Pandas data wrangling — filtering, grouping, merging, pivoting, and reshaping — is what you'll do for 80% of any real analysis. The vocabulary is small: five verbs cover almost everything.

Filter — select rows

python

# Boolean mask
tier1 = df[df['tier'] == 1]
big = df[df['assets_bn'] > 1000]
both = df[(df['tier'] == 1) & (df['assets_bn'] > 1000)]

# query() — readable for complex filters
df.query('tier == 1 and assets_bn > 1000')

Group-by aggregate — split, apply, combine

groupby is the most powerful single operation in pandas.
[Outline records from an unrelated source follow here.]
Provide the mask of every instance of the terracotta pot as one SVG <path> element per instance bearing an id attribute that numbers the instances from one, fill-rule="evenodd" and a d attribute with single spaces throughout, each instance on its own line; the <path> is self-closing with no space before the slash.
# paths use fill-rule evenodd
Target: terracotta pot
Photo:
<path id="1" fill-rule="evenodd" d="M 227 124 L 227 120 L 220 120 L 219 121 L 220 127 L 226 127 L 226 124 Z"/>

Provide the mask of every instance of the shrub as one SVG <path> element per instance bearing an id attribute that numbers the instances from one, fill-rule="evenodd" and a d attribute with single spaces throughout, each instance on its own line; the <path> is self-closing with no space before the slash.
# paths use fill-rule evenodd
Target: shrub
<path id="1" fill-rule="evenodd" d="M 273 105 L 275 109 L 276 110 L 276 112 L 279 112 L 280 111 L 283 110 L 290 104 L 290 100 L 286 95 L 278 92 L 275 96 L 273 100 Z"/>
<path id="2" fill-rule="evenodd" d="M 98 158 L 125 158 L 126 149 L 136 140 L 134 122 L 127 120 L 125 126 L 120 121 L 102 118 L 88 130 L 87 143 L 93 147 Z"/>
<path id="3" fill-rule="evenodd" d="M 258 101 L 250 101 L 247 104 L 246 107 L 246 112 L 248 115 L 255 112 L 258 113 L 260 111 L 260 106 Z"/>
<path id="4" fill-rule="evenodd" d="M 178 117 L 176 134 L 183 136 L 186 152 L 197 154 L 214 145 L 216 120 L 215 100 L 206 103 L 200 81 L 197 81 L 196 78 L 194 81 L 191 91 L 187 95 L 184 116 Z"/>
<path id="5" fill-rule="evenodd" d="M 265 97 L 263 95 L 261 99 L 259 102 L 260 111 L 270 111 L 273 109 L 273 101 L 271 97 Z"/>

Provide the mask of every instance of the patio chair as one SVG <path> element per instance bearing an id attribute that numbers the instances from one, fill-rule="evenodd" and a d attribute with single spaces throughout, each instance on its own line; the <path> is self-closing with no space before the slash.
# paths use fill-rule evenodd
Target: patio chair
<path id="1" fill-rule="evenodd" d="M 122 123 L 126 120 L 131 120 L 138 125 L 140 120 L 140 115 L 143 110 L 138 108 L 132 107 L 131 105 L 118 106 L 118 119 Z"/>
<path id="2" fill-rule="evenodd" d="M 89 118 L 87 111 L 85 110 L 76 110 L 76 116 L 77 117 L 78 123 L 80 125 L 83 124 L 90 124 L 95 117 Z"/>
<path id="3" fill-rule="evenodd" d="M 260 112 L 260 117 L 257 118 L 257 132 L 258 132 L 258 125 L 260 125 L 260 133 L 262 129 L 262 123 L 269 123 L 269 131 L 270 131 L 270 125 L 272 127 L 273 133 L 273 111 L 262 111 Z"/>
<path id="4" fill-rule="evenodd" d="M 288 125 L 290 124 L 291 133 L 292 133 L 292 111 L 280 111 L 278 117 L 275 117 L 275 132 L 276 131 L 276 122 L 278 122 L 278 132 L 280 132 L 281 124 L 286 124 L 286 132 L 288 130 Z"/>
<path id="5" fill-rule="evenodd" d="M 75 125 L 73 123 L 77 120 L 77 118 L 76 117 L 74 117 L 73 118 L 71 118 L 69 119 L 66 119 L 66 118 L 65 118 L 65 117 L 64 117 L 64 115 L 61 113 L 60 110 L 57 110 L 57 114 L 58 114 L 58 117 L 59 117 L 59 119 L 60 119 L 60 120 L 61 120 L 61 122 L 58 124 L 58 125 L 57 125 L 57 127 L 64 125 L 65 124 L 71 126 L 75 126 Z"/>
It splits the DataFrame by a key, applies an aggregation, and combines the results.

python

df.groupby('tier')['assets_bn'].sum()
df.groupby('tier').agg({'assets_bn': 'sum', 'bank': 'count'})

# Multiple keys
df.groupby(['tier', 'region'])['assets_bn'].mean()

Merge — join two DataFrames

python

merged = pd.merge(df_left, df_right, on='bank', how='inner')
# how can be: 'inner', 'left', 'right', 'outer'

Pivot and melt — reshape wide↔long

python

# Long → wide
wide = df.pivot(index='month', columns='bank', values='rate')

# Wide → long
long = wide.melt(ignore_index=False, var_name='bank', value_name='rate').reset_index()

Method chaining

Pandas methods return DataFrames, which lets you chain operations into a pipeline. This is the single most readable way to express a multi-step transformation.

python

result = (
    df
    .query('tier == 1')
    .groupby('region')['assets_bn']
    .sum()
    .sort_values(ascending=False)
    .head(5)
)

Method chaining is the Pythonic data style

Each step does one thing. The pipeline reads top-to-bottom. Compare to nesting: head(5)(sort_values(False)(...)) is unreadable. Chain it.

Exercise

Using bankrates, group by month and compute the mean lending_rate.